Mr. Lasn, who helped found Adbusters in 1989, had spent much of his career skewering corporate America, creating “subvertising” campaigns like “Joe Chemo,” which deftly mocked the Joe Camel cigarette ads of the 1990s.

But the spread of the Occupy protests signals a substantial step up for the magazine and Mr. Lasn, who is 69. The protests, he hopes, will “somehow change the power balance and make the world into a much more grass-roots, bottom-up kind of a place rather than the top-down Wall Street mega-corporate-driven system we now have.”

“This,” he added, “is the kind of dream many Occupiers have.”

Mr. Lasn was born in Estonia but his family fled near the end of World War II, when he was 2. His family lived in refugee camps in Europe before moving to Australia. He worked for several years for the Australian defense department, before moving to Japan and shifting to advertising.

By the 1970s, he had landed in Vancouver, disenchanted with what he felt was the moral detachment of the advertising industry. After working as a documentary filmmaker — and butting heads with the Canadian government and media over logging practices in old-growth forests — he founded Adbusters in 1989.

The magazine, which is owned by the nonprofit Adbusters Media Foundation, is published out of the basement of a house south of downtown and claims a circulation of about 70,000, mostly from newsstand sales outside of Canada. It has had prominent writers, among them Christopher Hedges and Bill McKibben.
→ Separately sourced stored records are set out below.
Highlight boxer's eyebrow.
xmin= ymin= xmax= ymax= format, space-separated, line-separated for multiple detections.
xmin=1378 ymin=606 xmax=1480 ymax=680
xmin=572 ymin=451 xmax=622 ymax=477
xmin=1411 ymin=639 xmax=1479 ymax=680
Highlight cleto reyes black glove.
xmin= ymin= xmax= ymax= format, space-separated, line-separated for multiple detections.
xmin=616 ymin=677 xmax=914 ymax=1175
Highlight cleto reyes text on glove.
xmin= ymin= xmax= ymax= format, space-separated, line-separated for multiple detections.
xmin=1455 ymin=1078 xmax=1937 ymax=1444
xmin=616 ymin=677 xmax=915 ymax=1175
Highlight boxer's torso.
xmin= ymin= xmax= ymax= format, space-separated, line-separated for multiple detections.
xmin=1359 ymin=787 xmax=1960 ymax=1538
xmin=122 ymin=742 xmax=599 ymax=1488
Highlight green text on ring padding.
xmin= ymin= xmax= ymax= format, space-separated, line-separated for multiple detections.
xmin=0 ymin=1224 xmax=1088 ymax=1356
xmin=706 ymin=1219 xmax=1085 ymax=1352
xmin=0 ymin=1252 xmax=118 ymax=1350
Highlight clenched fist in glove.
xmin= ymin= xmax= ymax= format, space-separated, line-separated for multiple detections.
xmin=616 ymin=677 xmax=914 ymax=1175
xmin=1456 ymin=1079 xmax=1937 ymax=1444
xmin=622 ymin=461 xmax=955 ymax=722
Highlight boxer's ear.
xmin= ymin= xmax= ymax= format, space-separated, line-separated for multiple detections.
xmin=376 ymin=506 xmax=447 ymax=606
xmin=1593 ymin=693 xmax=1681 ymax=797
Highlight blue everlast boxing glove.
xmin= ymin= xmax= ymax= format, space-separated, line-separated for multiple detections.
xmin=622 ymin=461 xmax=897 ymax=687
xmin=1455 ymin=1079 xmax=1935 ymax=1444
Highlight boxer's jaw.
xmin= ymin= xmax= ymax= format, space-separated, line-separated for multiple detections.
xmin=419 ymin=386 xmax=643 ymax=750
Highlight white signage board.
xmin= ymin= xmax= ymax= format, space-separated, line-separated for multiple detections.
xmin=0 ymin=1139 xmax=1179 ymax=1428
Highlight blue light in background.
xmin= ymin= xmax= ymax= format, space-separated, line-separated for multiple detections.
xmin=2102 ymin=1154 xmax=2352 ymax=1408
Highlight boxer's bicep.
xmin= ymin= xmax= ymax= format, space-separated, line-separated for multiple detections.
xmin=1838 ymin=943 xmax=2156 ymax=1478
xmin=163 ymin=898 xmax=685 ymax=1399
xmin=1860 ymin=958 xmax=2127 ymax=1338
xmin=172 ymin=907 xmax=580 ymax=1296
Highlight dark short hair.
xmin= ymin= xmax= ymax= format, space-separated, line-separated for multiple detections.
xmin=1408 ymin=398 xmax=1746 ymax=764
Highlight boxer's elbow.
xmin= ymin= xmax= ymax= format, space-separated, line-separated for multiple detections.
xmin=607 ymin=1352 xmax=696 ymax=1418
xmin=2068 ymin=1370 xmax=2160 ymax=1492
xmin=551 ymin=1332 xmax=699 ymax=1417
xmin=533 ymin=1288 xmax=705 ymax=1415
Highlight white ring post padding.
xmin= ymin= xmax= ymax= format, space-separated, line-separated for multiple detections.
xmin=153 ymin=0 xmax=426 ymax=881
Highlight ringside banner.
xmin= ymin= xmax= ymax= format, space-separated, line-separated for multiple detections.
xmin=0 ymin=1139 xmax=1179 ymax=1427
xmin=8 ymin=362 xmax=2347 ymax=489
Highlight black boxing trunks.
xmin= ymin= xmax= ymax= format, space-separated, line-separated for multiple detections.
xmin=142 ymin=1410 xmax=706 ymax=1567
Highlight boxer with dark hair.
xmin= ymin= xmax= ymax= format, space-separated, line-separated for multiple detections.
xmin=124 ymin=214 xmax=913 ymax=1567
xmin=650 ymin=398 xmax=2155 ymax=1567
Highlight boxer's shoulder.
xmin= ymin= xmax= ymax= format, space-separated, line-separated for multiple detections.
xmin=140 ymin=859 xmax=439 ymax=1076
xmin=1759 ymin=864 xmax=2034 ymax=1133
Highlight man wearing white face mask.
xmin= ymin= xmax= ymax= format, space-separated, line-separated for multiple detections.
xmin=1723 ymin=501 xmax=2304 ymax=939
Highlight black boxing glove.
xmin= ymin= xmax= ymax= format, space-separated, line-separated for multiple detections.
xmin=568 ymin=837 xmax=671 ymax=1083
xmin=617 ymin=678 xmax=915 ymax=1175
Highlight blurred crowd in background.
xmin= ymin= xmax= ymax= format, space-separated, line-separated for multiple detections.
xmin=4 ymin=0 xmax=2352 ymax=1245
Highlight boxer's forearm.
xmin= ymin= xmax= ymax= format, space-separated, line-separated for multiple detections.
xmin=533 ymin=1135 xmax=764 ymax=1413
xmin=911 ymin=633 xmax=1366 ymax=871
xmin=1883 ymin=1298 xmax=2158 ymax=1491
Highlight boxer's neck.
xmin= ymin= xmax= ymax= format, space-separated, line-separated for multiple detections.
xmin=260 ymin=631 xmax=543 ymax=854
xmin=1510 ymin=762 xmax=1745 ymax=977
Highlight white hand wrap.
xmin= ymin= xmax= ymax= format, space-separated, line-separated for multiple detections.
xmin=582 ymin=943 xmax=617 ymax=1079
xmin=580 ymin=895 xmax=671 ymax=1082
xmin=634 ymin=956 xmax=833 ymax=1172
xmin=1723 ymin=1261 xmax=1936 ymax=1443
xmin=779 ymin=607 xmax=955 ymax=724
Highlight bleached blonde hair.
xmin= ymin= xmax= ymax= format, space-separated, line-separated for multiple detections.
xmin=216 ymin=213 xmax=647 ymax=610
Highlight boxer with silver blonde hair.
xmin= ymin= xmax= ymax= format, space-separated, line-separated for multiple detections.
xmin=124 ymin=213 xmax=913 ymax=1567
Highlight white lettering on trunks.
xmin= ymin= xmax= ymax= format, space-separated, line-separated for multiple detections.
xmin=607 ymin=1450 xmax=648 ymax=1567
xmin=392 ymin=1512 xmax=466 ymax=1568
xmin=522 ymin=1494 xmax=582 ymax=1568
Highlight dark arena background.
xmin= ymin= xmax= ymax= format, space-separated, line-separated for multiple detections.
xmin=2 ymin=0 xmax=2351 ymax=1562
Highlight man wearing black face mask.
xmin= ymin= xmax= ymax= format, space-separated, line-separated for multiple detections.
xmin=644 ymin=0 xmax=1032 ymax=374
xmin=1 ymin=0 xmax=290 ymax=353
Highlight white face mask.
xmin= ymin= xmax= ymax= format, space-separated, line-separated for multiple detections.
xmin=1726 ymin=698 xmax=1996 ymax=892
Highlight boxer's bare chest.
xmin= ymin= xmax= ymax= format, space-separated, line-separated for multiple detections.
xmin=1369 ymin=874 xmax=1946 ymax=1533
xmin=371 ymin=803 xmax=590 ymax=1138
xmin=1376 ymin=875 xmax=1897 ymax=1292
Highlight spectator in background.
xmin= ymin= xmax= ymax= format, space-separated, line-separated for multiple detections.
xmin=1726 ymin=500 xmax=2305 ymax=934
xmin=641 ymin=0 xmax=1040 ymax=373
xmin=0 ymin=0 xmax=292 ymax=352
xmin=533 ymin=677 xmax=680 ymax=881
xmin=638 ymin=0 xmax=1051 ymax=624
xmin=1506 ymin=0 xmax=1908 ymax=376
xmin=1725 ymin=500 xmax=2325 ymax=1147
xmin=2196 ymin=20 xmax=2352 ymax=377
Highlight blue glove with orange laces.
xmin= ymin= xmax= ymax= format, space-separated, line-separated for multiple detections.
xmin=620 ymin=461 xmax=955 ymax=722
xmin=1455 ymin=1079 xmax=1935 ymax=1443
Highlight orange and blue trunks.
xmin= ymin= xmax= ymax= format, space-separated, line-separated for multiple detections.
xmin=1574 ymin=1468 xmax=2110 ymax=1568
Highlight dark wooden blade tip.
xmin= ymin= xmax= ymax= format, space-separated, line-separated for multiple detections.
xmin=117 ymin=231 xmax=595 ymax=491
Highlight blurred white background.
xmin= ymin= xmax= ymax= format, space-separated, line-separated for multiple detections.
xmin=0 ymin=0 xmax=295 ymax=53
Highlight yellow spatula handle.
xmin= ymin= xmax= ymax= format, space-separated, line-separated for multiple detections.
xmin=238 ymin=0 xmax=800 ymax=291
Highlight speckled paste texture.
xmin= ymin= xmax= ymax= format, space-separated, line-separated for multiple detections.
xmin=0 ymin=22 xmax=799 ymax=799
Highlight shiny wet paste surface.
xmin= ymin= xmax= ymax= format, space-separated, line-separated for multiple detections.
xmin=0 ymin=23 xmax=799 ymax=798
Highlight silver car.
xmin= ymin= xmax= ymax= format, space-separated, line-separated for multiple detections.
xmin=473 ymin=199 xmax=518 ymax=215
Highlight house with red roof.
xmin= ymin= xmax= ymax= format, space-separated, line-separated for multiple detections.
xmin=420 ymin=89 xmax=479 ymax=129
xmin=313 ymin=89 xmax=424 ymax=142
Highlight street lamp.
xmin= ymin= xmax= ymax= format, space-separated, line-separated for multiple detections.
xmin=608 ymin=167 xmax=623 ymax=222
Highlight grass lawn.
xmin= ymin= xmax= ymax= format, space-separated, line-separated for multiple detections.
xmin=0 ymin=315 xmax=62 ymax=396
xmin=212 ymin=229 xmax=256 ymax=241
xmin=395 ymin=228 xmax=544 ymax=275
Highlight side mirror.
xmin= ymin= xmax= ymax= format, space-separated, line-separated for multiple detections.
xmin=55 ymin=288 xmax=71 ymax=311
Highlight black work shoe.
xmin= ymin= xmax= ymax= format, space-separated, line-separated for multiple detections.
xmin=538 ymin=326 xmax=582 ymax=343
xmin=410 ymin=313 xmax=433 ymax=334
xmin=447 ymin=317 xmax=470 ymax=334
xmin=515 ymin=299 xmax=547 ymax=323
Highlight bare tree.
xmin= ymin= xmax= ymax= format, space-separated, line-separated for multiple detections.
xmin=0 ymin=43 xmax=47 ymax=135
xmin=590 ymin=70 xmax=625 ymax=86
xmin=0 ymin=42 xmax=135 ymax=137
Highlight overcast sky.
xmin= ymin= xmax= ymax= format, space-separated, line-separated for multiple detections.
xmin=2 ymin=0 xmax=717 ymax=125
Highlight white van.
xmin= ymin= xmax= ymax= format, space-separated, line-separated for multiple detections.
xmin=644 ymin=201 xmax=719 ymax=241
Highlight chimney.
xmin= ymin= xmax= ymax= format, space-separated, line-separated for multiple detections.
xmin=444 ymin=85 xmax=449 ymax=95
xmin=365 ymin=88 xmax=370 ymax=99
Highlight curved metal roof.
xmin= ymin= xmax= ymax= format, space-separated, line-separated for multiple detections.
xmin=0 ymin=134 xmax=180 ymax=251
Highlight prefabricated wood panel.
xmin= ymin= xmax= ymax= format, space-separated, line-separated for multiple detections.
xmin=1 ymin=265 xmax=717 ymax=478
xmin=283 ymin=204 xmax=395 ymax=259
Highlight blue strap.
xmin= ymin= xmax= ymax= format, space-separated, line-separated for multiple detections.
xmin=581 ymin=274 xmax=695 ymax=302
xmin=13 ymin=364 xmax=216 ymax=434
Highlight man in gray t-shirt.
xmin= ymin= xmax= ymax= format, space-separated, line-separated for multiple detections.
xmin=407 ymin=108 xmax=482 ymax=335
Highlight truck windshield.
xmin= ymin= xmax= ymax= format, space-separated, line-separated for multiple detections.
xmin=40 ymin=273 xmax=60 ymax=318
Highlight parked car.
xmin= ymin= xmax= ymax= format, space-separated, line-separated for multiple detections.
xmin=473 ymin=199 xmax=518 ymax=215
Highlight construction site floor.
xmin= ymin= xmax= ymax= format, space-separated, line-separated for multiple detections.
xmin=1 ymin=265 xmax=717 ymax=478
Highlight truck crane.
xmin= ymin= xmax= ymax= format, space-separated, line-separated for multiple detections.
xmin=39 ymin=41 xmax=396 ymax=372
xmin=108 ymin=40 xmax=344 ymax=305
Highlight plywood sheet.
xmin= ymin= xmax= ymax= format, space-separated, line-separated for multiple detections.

But with its vivid artwork and photography, snippets of poetry and glossy fake ads with slogans like “Everything is fine, keep shopping,” Adbusters feels less like a manifesto than an evocative brochure, for $8.95 an issue.

“It’s an art object,” said Deborah Campbell, a former associate editor. “When you look at art it speaks to you in different ways, and some of it is intellectual and some of it is provocative and some of it is a sense or a feeling.”

Before Occupy Wall Street, Adbusters had many smaller campaigns, including “Buy Nothing Day.” For years it has sold Blackspot shoes, made in an “antisweatshop’ facility in Pakistan. Mr. Lasn has written books, including “Culture Jam: How to Reverse America’s Suicidal Consumer Binge — and Why We Must.”

It has struck some people as strange that a Canadian magazine helped start the Occupy movement, but Adbusters is only based in Canada, not focused on it.

“Everybody knows it’s here but it’s not a local magazine,” said David Beers, the editor of The Tyee, an online news Web site based here. “He isn’t a local figure. It’s not like he’s on the morning radio. You never hear about the guy unless he’s in a fight with someone.”